Die Wiedervereinigung ist nun 31 Jahre her. Muss man, was die Lebenserwartung betrifft, noch die Trennung nach „Ossi“ und „Wessi“ machen?

Klüsener: Betrachtet man die Frauen, dann ganz klar: nein. Hier gab es eine starke Angleichung, die seit einigen Jahren abgeschlossen ist. Sowohl ost- als auch westdeutsche Frauen werden durchschnittlich rund 83 Jahre alt. Ein Hauptgrund für das Aufholen der ostdeutschen Frauen ist das Rauchen. Denn während im Westen viele Frauen im Zuge der 68er-Bewegung damit angefangen haben, war das bei den Frauen in der DDR weitaus seltener der Fall. Dadurch ist ihre lungenkrebsbedingte Sterblichkeit aktuell viel geringer.

Und bei den Männern?

Klüsener: Auch hier sind die Ost-West-Unterschiede deutlich gesunken, vor allem in den ersten zwei Jahrzehnten nach der Wende. Allerdings gibt es noch immer eine Lücke von mehr als einem Jahr. Im Osten liegt die Lebenserwartung bei Geburt bei 77,7 Jahren, im Westen bei 78,8 Jahren.

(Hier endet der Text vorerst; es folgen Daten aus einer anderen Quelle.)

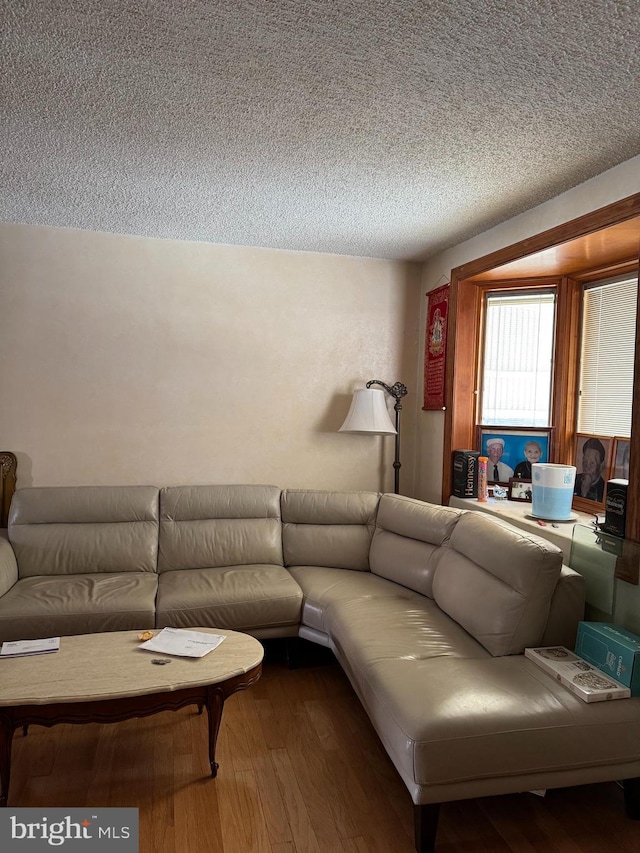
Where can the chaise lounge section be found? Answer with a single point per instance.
(428, 609)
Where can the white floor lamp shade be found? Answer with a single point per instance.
(368, 413)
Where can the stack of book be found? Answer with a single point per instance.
(583, 679)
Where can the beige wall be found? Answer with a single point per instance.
(131, 360)
(615, 184)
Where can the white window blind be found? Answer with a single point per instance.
(518, 358)
(607, 356)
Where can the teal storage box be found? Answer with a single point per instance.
(613, 650)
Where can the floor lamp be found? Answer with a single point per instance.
(368, 415)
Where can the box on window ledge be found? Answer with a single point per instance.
(465, 473)
(613, 650)
(615, 507)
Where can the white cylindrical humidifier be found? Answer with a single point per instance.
(552, 490)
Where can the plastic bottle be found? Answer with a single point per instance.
(483, 489)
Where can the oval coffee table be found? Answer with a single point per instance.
(106, 678)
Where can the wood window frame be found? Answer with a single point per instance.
(464, 342)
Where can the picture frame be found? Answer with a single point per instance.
(621, 449)
(593, 460)
(520, 490)
(513, 462)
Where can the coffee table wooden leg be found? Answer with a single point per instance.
(6, 736)
(215, 704)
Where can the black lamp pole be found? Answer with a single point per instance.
(397, 391)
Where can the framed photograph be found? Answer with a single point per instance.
(520, 490)
(621, 448)
(593, 458)
(512, 450)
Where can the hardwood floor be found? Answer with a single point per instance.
(301, 771)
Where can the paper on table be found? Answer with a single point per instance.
(176, 641)
(22, 648)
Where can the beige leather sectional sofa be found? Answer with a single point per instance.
(427, 608)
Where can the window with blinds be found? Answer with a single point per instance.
(517, 366)
(607, 357)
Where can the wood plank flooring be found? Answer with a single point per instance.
(301, 771)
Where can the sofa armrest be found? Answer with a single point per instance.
(567, 609)
(8, 564)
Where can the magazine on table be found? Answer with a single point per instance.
(23, 648)
(177, 641)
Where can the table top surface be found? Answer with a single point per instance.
(92, 667)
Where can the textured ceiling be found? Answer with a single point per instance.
(390, 129)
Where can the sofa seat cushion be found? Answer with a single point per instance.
(458, 722)
(498, 582)
(78, 604)
(321, 586)
(459, 727)
(57, 530)
(396, 625)
(242, 598)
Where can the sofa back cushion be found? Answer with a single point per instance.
(406, 543)
(211, 526)
(67, 530)
(331, 529)
(497, 582)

Wie lässt sich diese Lücke erklären?

Klüsener: Die Lücke erklärt sich überwiegend aus einer höheren Sterblichkeit in der Generation der zwischen 1960 und 1975 geborenen Personen. In dieser Generation gibt es besonders viele Personen, die durch die Wiedervereinigung und den Transformationsprozess mit wirtschaftlichen Herausforderungen konfrontiert waren. Diese Folgen zeigen sich bei diesen noch relativ jungen Personen bereits jetzt in der Sterbestatistik. Und besonders betroffen sind Männer.

Aber ostdeutschen Frauen ging und geht es doch ähnlich, oder?

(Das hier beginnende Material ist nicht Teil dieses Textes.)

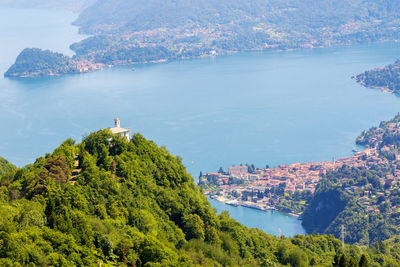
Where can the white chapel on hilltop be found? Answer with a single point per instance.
(121, 131)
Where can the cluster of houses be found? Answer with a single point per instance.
(297, 177)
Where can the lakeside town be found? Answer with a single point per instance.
(285, 188)
(288, 188)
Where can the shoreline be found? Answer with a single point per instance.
(236, 203)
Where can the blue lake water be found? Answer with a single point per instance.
(262, 108)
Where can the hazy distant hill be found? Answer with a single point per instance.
(72, 5)
(303, 15)
(140, 31)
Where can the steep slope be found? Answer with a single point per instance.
(133, 203)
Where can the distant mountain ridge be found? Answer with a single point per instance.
(137, 31)
(70, 5)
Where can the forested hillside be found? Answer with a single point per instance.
(34, 62)
(365, 199)
(107, 201)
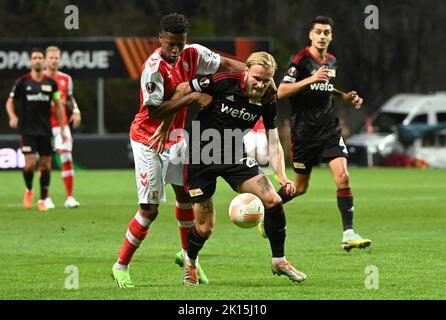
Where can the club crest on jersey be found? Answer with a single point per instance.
(186, 66)
(204, 82)
(46, 87)
(150, 87)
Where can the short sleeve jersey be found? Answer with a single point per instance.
(312, 107)
(231, 113)
(36, 98)
(65, 85)
(158, 82)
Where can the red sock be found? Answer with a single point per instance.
(186, 220)
(67, 172)
(136, 232)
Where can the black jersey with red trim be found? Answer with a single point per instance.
(35, 97)
(230, 116)
(312, 107)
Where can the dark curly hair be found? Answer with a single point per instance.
(174, 23)
(322, 20)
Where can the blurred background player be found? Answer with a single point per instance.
(243, 94)
(64, 149)
(38, 95)
(156, 163)
(316, 132)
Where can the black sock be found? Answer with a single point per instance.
(345, 205)
(194, 243)
(44, 184)
(28, 176)
(285, 196)
(275, 228)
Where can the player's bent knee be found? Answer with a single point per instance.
(342, 180)
(205, 230)
(274, 201)
(300, 190)
(149, 211)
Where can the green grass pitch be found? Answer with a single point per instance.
(402, 210)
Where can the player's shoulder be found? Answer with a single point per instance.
(298, 57)
(153, 62)
(49, 80)
(331, 57)
(195, 47)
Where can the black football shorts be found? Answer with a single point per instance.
(44, 145)
(201, 179)
(307, 152)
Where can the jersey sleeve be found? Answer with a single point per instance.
(55, 94)
(70, 87)
(208, 61)
(269, 116)
(152, 87)
(16, 90)
(210, 84)
(291, 73)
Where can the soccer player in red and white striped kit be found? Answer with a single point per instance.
(64, 148)
(157, 164)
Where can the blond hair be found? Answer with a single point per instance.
(52, 48)
(262, 58)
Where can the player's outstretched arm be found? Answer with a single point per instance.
(10, 110)
(286, 90)
(76, 117)
(227, 64)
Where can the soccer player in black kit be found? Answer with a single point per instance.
(316, 132)
(36, 92)
(235, 108)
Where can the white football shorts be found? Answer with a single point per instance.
(58, 143)
(256, 146)
(153, 171)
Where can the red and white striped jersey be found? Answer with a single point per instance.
(65, 85)
(158, 81)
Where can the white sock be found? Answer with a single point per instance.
(190, 261)
(278, 260)
(119, 266)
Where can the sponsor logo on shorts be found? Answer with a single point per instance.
(154, 195)
(298, 165)
(332, 73)
(196, 192)
(46, 87)
(144, 180)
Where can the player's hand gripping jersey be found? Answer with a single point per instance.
(158, 81)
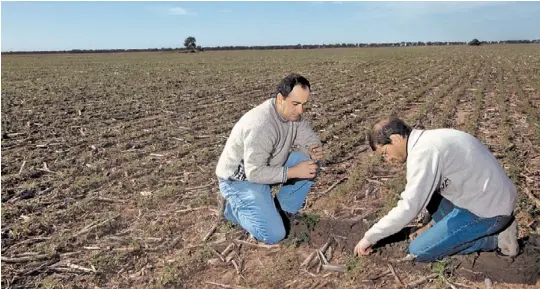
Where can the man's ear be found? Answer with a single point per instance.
(396, 138)
(280, 97)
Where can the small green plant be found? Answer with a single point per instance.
(311, 220)
(355, 267)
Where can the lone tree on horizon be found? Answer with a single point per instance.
(475, 42)
(190, 43)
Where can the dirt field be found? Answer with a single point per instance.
(108, 164)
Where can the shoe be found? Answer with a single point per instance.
(221, 206)
(507, 240)
(294, 218)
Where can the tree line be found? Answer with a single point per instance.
(190, 46)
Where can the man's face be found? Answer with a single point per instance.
(292, 107)
(395, 152)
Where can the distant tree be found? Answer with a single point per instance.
(475, 42)
(190, 43)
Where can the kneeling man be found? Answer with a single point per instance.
(462, 185)
(259, 153)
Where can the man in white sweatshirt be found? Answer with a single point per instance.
(463, 186)
(259, 153)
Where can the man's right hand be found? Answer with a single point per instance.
(303, 170)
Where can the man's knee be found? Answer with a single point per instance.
(271, 235)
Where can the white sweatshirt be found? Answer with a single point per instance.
(463, 170)
(260, 143)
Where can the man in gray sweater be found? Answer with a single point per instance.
(463, 186)
(258, 154)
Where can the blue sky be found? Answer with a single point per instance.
(109, 25)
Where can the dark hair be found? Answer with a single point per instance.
(287, 84)
(381, 132)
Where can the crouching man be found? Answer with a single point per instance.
(462, 185)
(258, 154)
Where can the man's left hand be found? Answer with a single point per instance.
(315, 152)
(363, 247)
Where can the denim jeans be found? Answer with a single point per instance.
(252, 205)
(456, 231)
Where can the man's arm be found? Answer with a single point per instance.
(423, 175)
(258, 147)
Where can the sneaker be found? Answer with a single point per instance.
(293, 218)
(221, 206)
(507, 240)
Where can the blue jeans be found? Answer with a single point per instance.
(252, 205)
(456, 231)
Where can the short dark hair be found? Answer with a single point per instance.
(287, 84)
(381, 132)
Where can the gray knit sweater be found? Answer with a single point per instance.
(260, 143)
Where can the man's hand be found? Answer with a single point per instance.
(303, 170)
(315, 152)
(363, 248)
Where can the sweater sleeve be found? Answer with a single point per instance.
(258, 146)
(305, 136)
(423, 176)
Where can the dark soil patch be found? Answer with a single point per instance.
(524, 269)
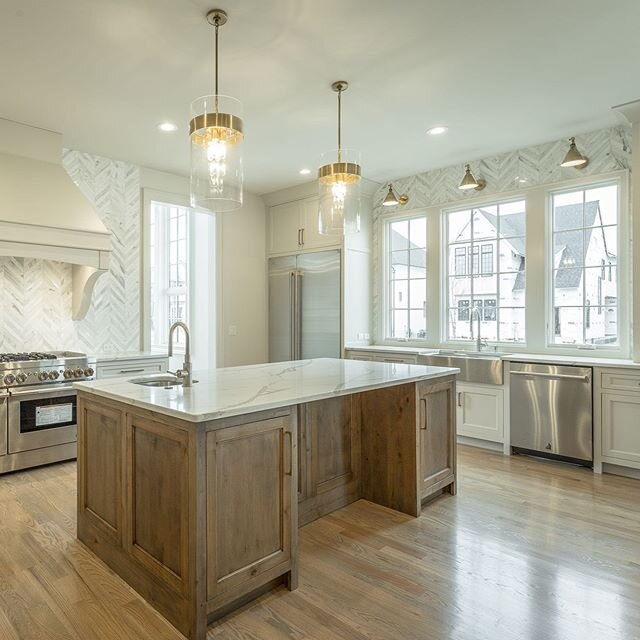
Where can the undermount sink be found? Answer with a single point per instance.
(165, 380)
(484, 367)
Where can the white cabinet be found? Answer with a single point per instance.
(119, 367)
(293, 227)
(621, 428)
(480, 412)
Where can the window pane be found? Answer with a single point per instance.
(418, 232)
(399, 235)
(417, 293)
(399, 265)
(512, 254)
(568, 248)
(512, 325)
(485, 223)
(418, 324)
(568, 327)
(418, 259)
(458, 329)
(399, 323)
(399, 294)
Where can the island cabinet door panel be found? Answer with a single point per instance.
(158, 499)
(436, 411)
(251, 482)
(334, 456)
(100, 446)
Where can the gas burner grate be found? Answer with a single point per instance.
(26, 357)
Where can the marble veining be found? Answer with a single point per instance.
(232, 391)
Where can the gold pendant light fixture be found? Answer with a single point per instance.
(216, 134)
(391, 200)
(469, 181)
(574, 158)
(339, 184)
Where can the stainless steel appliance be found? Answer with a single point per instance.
(304, 306)
(552, 411)
(38, 406)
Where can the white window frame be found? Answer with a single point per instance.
(623, 265)
(497, 200)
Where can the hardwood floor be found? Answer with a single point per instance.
(527, 550)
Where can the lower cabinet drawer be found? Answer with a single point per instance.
(131, 368)
(620, 381)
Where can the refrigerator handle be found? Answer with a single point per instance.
(298, 334)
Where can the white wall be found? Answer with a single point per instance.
(242, 275)
(243, 284)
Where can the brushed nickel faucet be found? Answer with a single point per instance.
(184, 374)
(476, 313)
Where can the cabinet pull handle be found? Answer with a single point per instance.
(290, 452)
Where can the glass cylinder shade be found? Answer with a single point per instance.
(339, 183)
(216, 134)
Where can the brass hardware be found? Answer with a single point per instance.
(423, 411)
(290, 451)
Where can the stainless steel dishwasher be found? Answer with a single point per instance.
(551, 411)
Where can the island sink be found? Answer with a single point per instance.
(194, 495)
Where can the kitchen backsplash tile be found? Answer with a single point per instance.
(35, 295)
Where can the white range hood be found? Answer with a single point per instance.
(43, 214)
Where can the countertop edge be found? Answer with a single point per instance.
(240, 410)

Klüsener: In der Forschung gibt es zahlreiche Belege, dass Krisensituationen auf die Gesundheit und Sterblichkeit von Frauen anders wirken als bei Männern. So verzeichnen Männern häufig einen größeren Anstieg der Sterblichkeit als Frauen. Bei Frauen äußern sich die Folgen eher in Verschlechterungen im Gesundheitszustand, die aber seltener direkt zum Tod führen. Zudem sind die gesellschaftlichen Erwartungen an Männer und Frauen zum Teil ganz andere. Häufig wird dem Mann die Rolle des Ernährers zugeschrieben, der aber viele Anfang der 1990er Jahre nicht gerecht werden konnten. Dieser Druck hat bei Männern unter anderem auch zu einem erhöhten Alkoholkonsum beigetragen.

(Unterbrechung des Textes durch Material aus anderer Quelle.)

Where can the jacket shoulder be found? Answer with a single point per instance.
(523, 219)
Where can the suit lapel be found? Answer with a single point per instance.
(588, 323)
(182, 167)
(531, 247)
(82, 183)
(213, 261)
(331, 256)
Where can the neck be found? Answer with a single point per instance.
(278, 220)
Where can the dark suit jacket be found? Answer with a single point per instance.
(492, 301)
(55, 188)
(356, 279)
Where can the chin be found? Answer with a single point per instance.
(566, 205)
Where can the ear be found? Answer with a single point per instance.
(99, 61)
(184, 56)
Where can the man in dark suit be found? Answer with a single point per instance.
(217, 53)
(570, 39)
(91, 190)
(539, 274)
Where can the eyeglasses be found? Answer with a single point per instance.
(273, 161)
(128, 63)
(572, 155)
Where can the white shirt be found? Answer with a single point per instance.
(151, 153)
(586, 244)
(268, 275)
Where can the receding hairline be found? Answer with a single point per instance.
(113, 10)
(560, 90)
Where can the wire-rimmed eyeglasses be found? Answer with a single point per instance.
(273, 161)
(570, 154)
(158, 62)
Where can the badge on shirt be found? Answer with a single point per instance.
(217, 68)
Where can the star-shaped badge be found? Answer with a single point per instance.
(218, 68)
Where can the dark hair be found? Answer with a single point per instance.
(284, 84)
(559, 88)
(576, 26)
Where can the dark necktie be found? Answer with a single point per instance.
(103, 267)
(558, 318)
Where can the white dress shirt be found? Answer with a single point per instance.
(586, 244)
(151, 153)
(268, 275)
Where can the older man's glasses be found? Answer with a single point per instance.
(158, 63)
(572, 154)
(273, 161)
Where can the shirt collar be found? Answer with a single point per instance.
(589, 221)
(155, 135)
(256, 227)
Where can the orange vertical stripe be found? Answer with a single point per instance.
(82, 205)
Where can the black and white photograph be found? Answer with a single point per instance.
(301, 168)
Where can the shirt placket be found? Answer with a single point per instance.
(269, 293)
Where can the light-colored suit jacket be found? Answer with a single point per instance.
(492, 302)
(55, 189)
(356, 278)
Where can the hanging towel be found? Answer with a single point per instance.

Wenn die Mauer nicht gefallen wäre, was glauben Sie, hätte das für die Lebenserwartung speziell der Menschen im Osten bedeutet?

Klüsener: Hierdurch hätte sich die wirtschaftliche Rückständigkeit Ostdeutschlands wahrscheinlich weiter verstärkt, so dass die Lebenszeit-Lücke noch einmal deutlich größer geworden wäre. Die gewaltige Bedeutung der Wende sieht man auch an den Älteren: Selbst 90- oder 95-jährige DDR-Bürger haben von ihr profitiert. Denn ihre Sterblichkeit reduzierte sich – genau ab 1990. Heute sind die Unterschiede nicht mehr unbedingt eine Frage von Ost und West. Allerdings gibt es sie noch, man muss jedoch kleinteiliger hinschauen.

Wie meinen Sie das?

Klüsener: In strukturschwachen Regionen leben die Menschen nicht so lange wie in Regionen, denen es wirtschaftlich gut geht. Zudem gibt es in Deutschland enorm große Differenzen, wenn man sozioökonomische Faktoren betrachtet. So haben Personen mit niedrigem Bildungsniveau eine deutlich geringere Lebenserwartung als Personen mit einem höheren.

Was müsste getan werden, um auch diese Lücken verstärkt zu schließen?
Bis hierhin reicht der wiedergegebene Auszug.